Le secrétaire permanent du Conseil national des parcs nationaux, René-Hilaire Adiahénot, s'est réjoui de l'intérêt et de l'admiration suscités à travers le monde par le réseau de parcs nationaux du Gabon, créé en 2002 par le président de la République.
LE réseau de parcs nationaux du Gabon dont la création a été annoncée le 4 septembre 2002 par le président de la République, Omar Bongo Ondimba, lors du Sommet mondial sur le développement durable, continue de susciter intérêt et admiration à travers le monde.
Selon René-Hilaire Adiahénot, secrétaire général adjoint à la présidence de la République et secrétaire permanent du Conseil national des parcs nationaux, des voix autorisées se lèvent pour reconnaître que le classement de 10,6% du territoire national en parcs nationaux, constitue un acte aussi courageux que méritoire au bénéfice de la conservation et des générations futures.
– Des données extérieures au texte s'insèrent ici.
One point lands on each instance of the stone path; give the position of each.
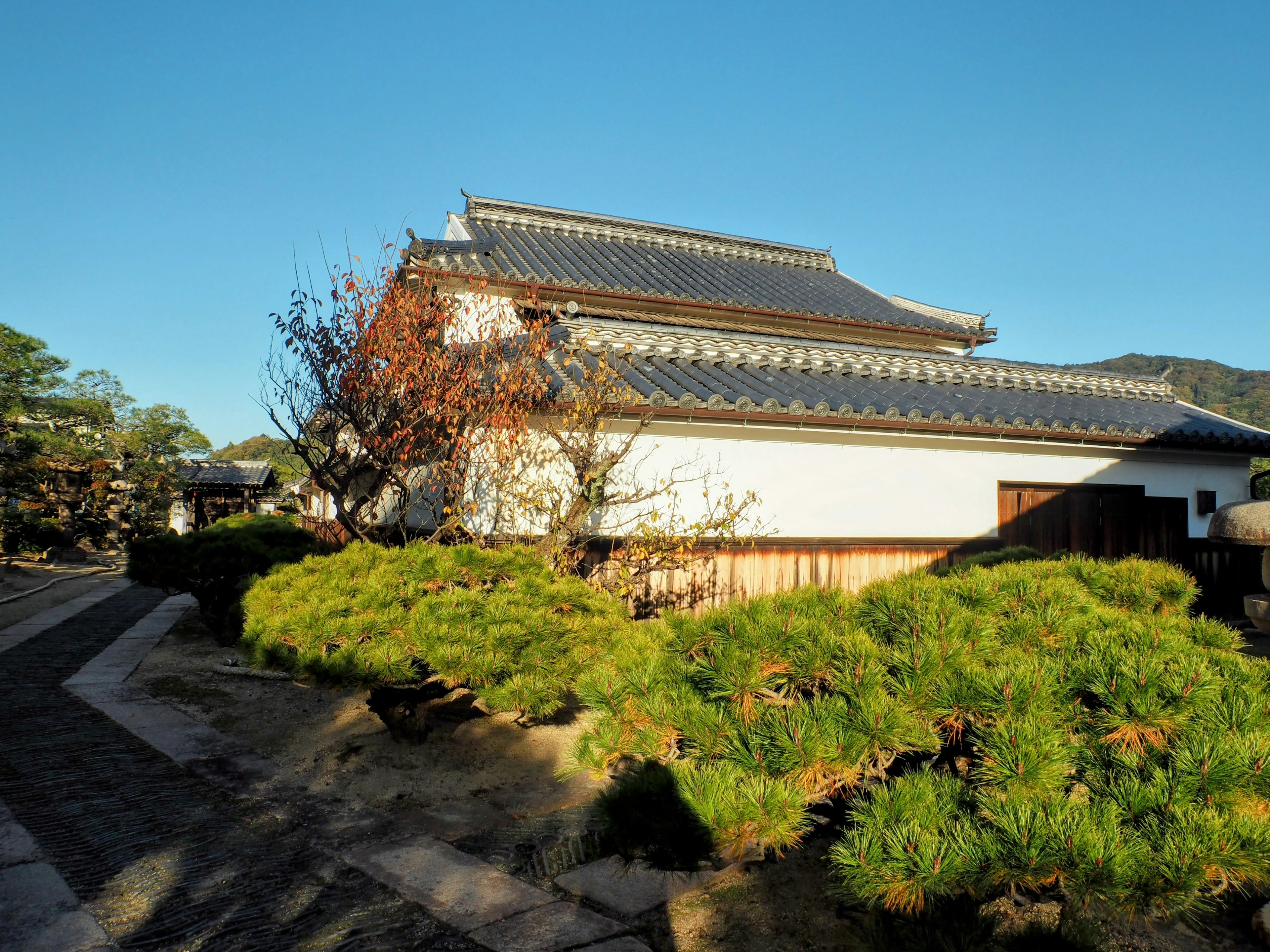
(37, 908)
(458, 890)
(160, 858)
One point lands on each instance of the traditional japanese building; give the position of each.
(878, 431)
(220, 488)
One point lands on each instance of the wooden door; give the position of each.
(1103, 521)
(1033, 516)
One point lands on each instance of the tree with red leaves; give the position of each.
(401, 397)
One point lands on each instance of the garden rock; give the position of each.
(635, 888)
(1018, 914)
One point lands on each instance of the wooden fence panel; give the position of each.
(743, 572)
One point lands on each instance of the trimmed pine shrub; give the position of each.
(493, 620)
(1033, 725)
(216, 564)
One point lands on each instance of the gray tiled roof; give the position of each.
(247, 474)
(1022, 399)
(581, 251)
Le secrétaire général adjoint à la présidence de la République a rappelé que le 27 décembre dernier, les participants au Forum économique mondial de Davos (Suisse) ont, procédé à une évaluation de la contribution des Etats au traitement de la problématique environnementale. Donc, au maintien de l'équilibre des écosystèmes et au mieux-être de l'humanité.
Lors de la clôture de l'atelier organisé sur les parcs nationaux, du 25 au 31 décembre ici à Libreville, René-Hilaire Adiahénot avait révélé que "notre pays, sur 146 pays évalués dans le monde en matière de conservation des écosystèmes, a été classé 12e".
Une position qui fait du Gabon le leader africain du point de vue, de la conservation, très loin devant son suivant immédiat, la République centrafricaine, classée au 25e rang mondial.
Avec un score de 61,7 sur 100, notre pays n'est donc devancé que par les Etats sud-américains et scandinaves dont la Finlande qui occupe le premier rang avec 75,1 sur 300.
La performance réalisée par le Gabon est d'autant plus remarquable qu'elle nous positionne devant la Namibie, le Botswana, le Mali, et même le Kenya, la Tanzanie et l'Afrique du Sud, des pays pourtant réputés pour la qualité de leurs aires protégées.
Le plébiscite de notre pays à Davos commande à tous ceux qui sont concernés par la gestion et la conservation des écosystèmes, de réfléchir sur les actions à mener ainsi qu'aux outils de gestion à développer, afin de conserver cette position de leader africain.
Par ailleurs, il convient de signaler que les participants, au terme de dix jours de travaux, sont parvenus à mettre en place un programme des interventions des différents partenaires du réseau gabonais des parcs nationaux, la méthodologie étant fondée, selon René-Hilaire Adiahénot, sur la note stratégique pour la gestion des parcs nationaux, élaborée avec le concours des plusieurs institutions dont le WWF, le WCS et le CI.
Le but de cet exercice est de favoriser les synergies et d'éviter les doublons. Les participants ont donc passé au feigne fin la situation qui prévaut dans les sites, de même qu'ils ont listé les activités déployées l'an dernier, identifie les problèmes rencontrés durant ce travail ainsi que les interventions prévues par les partenaires.
Au-delà du chronogramme d'exécution, l'atelier a permis d'identifier les moyens matériels ainsi que les ressources humaines et financières nécessaires à l'accomplissement de ces tâches.
Pour René-Hilaire Adiahénot, l'efficacité du plan annuel mis en place résidera dans sa capacité à s'imbriquer dans le plan cadre de gestion à 15 ans et dans sa faculté à répondre aux exigences liées à la mise en place d'un mécanisme de financement durable du réseau.